Указание в эпиграфе «Из переписки» тоже любопытно. В марте 1821 года Михаил Орлов попросил невесту Екатерину Раевскую распространить в письмах информацию о «подробностях валашского возмущения». У нее уже имелась копия записки Пестеля[487]
. О предательстве этерии «русским Бонапартом» стало известно многим. Именно эта «переписка» и имелась в виду поэтом.А что же даты? «7 мая 18**». Мы говорили, что реально ложа «Овидий» была основана в мае 1821 года, Пушкина посвятили 4-го числа. Но официальное открытие произошло 7 июля 1821 года. Из этих цифр, возможно, и составлена дата в эпиграфе. Впрочем, не исключены и другие варианты.
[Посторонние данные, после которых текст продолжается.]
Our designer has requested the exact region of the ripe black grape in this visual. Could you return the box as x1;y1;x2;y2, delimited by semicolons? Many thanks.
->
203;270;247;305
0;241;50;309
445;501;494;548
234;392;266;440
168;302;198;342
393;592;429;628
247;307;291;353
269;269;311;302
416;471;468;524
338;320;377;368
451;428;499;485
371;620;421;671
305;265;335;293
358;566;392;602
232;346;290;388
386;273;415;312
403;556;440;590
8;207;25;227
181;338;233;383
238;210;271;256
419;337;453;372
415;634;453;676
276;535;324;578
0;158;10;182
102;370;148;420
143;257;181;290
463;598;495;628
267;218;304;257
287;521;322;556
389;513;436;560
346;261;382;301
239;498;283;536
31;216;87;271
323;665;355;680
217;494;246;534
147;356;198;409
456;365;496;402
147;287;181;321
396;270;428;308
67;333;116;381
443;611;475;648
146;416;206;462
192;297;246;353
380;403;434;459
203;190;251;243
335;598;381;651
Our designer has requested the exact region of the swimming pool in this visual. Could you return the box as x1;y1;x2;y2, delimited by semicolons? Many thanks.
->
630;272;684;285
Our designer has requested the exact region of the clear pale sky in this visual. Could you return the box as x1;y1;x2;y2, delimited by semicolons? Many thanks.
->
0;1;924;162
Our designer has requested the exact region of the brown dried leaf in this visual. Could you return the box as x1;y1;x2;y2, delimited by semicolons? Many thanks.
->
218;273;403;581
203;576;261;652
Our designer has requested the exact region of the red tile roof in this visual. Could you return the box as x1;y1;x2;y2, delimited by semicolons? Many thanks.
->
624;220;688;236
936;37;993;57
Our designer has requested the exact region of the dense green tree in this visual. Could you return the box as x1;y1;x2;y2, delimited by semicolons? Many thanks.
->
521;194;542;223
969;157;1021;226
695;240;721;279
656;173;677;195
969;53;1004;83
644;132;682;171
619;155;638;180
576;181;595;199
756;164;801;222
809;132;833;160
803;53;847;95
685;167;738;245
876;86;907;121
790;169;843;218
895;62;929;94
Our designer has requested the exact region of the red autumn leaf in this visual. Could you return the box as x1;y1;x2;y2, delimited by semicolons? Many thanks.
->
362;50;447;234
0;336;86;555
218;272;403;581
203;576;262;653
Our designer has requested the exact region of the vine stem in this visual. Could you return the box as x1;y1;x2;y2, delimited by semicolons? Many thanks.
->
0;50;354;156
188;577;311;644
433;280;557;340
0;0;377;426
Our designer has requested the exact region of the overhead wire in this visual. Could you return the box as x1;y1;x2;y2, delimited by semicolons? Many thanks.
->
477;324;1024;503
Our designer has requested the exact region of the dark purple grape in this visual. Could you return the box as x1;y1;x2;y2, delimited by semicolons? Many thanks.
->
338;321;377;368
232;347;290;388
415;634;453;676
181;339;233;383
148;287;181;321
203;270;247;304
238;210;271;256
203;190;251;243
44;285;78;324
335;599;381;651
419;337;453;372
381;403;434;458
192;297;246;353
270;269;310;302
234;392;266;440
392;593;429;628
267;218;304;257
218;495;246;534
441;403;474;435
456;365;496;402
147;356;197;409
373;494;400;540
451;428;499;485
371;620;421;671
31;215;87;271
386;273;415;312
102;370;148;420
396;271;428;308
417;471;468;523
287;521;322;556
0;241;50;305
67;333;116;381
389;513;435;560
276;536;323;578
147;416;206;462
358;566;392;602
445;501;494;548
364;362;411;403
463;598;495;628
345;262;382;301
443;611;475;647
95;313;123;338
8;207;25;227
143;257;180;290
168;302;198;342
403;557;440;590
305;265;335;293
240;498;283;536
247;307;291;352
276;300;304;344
Несоответствие между высокой целью и низкими средствами ее достижения всегда вызывало у Пушкина протест. Из его уст звучали обвинения в лицемерии. На словах Пестель хотел свободы, на деле предлагал согражданам диктатуру, а лично — участвовал в растратах, подставлял под пистолет невинных людей, предавал греков.
Вспомним, когда Германн более всего похож на Бонапарта: «…он сидел на окошке, сложив руки и грозно нахмурясь. В этом положении удивительно напоминал он портрет Наполеона. Это сходство поразило даже Лизавету Ивановну».